Complete Mitochondrial Genomes of Ancyromonads Provide Clues for the Gene Content and Genome Structures of Ancestral Mitochondria

Abstract

Mitochondria of eukaryotic cells are direct descendants of an endosymbiotic bacterium related to Alphaproteobacteria. These organelles retain their own genomes, which are highly reduced and divergent when compared to those of their bacterial relatives. To better understand the trajectory of mitochondrial genome evolution from the last eukaryotic common ancestor (LECA) to extant species, mitochondrial genome sequences from phylogenetically diverse lineages of eukaryotes-particularly protists-are essential. For this reason, we focused on the mitochondrial genomes of Ancyromonadida, an independent and understudied protist lineage in the eukaryote tree of life. Here we report the mitochondrial genomes from three Ancyromonadida: Ancyromonas sigmoides, Nutomonas longa, and Fabomonas tropica. Our analyses reveal that these mitochondrial genomes are circularly mapping molecules with inverted repeats that carry genes. This inverted repeat structure has been observed in other mitochondrial genomes but is patchily distributed over the tree of eukaryotes. Ancyromonad mitochondrial genomes possess several protein-coding genes, which have not been detected from any other mitochondrial genomes of eukaryotes sequenced to date, thereby extending the known mitochondrial gene repertoire of ancestral eukaryotes, including LECA. These findings significantly expand our understanding of mitochondrial genome diversity across eukaryotes, shedding light on the early phases of mitochondrial genome evolution.

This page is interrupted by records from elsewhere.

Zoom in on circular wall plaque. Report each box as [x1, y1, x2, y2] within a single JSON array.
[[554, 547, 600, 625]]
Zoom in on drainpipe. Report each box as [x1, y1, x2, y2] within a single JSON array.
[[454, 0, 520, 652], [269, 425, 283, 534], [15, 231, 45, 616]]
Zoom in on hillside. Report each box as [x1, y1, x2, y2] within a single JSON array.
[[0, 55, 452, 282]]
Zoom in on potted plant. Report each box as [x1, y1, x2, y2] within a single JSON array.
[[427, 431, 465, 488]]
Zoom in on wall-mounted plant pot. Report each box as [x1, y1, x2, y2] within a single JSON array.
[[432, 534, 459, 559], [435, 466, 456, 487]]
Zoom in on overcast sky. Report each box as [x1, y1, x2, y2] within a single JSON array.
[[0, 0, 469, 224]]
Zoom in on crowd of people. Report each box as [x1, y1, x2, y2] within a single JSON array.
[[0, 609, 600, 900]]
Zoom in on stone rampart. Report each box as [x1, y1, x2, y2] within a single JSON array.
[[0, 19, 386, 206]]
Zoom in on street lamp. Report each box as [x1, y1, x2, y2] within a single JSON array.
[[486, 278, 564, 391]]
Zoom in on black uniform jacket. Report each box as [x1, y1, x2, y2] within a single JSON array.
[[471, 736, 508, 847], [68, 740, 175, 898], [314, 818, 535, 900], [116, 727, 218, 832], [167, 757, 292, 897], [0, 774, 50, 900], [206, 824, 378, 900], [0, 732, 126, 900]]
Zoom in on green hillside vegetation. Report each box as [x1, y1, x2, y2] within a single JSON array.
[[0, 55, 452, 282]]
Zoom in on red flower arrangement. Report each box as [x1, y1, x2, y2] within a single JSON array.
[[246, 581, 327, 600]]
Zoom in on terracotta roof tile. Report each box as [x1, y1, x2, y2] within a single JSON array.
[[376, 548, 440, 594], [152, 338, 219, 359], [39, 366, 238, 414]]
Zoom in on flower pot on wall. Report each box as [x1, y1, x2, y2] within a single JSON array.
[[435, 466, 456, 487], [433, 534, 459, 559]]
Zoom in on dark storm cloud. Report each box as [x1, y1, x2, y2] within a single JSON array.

Keywords: Ancyromonas; Fabomonas; Nutomonas; rps5; AlphaFold; Diphoda; Foldseek; LECA; Opimoda; inverted repeats.

FIGURE 1

Complete maps of four Ancyromonadida species mitochondrial genomes. Coding regions are colored based on their function (see color key in figure). Black bold arrows indicate inverted repeats. Each map was drawn by OGDRAW and edited manually.

FIGURE 2

Conservation of synteny and gene repertoire of inverted repeats. Conservation of synteny around ribosomal genes (A) and complex I genes (B) is highlighted in a blue band. tRNA genes are omitted in the synteny analysis. (C) Gene repertoire of inverted repeats.

FIGURE 3

Structural comparison of Rps5 and Rpl10. (A) The N‐terminal (1–77 amino acid residues) and C‐terminal (119–198 amino acid residues) regions of Nutomonas longa Rps5 are shown in magenta and blue, respectively. The left and right in green show the experimentally determined structure of Escherichia coli Rps5 (chain E in pdb_00006nqb) and Homo sapiens nuclear‐encoded mitochondrial Rps5 (126–430 amino acid residues of chain AD in pdb_00003j9m), respectively. (B) Fabomonas tropica NYK3C Rpl10 is shown in magenta. The left and right in green show the experimentally determined structure of E. coli Rpl10 (chain I in pdb_00008upo) and H. sapiens nuclear‐encoded mitochondrial Rpl10 (77–197 amino acid residues of chain I in pdb_00003j9m), respectively. Structures were aligned by TM‐align.

FIGURE 4

Predicted 3D structure and TM helices of Nutomonas longa Orf1249. The structure of N. longa Orf1249 predicted by AlphaFold3 is shown in the front view and bottom view on the left and right, respectively. Transmembrane (TM) helices predicted by three in silico tools are shown in blue. TM helices predicted by at least one of three tools are shown in cyan.

FIGURE 5

Repertoire of protein‐coding genes in mitochondrial genomes across the eukaryote tree of life. Presence and absence of corresponding genes of various eukaryotes is shown by closed and open boxes, respectively. Genes of the mitochondrial genomes newly sequenced in this study are highlighted in dark blue and the presence of rps5 is indicated with the red box. The figure is updated based on several previous studies (Eglit et al. ; Kamikawa et al. ; Moreira et al. ; Yazaki et al. 2022). Phylogenetic relationships of eukaryotes are based on Williamson et al. (2025). The predicted gene contents of the last common ancestor (LCA) of Opimoda+, LCA of Ancyromonadida, and LCA of Eukaryota are shown at bottom, and numbers in parentheses are the total numbers of genes in each ancestral mitochondrial genome. Abbreviations of phyla: Am, Amoebozoa; An, Ancyromonadida; Ar, Archaeplastida; Cm, CRuMs; Di, Discoba; Ma, Malawimonadida; Op, Opisthokonta; Pa, Pancryptista; Pr, Provora; Sa, SAR.